An estimated 13.2 million legal immigrants now enrolled in Medicaid and CHIP in the U.S. would potentially be impacted by the move. In addition to the nearly 1 million children at risk of being disenrolled from Medicaid, there are 6.7 million children on those programs living in a household with a non-American citizen. They could possibly lose coverage as well.
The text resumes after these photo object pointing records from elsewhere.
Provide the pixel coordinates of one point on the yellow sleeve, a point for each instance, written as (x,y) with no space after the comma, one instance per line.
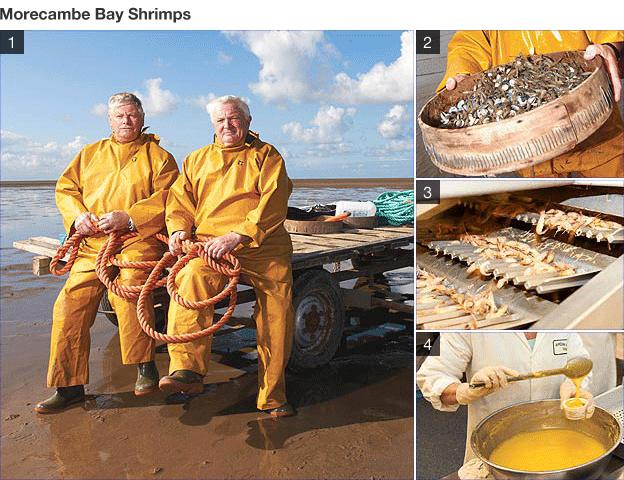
(181,203)
(468,52)
(605,36)
(275,188)
(148,214)
(68,193)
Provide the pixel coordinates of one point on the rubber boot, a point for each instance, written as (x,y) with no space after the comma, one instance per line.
(185,381)
(286,410)
(63,398)
(147,379)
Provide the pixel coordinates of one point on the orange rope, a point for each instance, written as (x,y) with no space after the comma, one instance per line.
(196,250)
(228,266)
The Trump administration says it’s merely providing clarity to immigration laws going back centuries. “Under long-standing federal law, those seeking to immigrate to the United States must show they can support themselves financially,” said Homeland Security Secretary Kirstjen Nielsen in announcing the proposal. Reihan Salam, executive editor of the conservative National Review magazine, argued in a column earlier this year that the current public charge rules are “too lax.” The waitlist for family-sponsored green cards is long, Salam points out, and if some immigrants do not meet the new public charge standards, there are likely to be others who can meet the standards and will take their place. “There are millions of potential migrants from outside Europe and Canada,” Salam writes, “who are capable of supporting themselves without relying on safety-net benefits and refundable tax credits.”

Still, Santore and Providence argue that when policies put barriers in place for healthcare access, the outcome is negative for everyone. “We believe that access to healthcare is not only the right thing to do, it’s also the most economically responsible thing to do,” Santore says. When people don’t have insurance, she says, they resort to the most expensive part of the healthcare system: the emergency room. But if they have Medicaid they are more likely to take care of their health up front.

While the rule’s final wording and its start date remain undetermined, its fate almost certainly will be decided in court. The City of Baltimore recently filed a federal lawsuit challenging a similar State Department regulation, laying out the legal lines of attack — though many anxious immigrants aren’t waiting to see the result.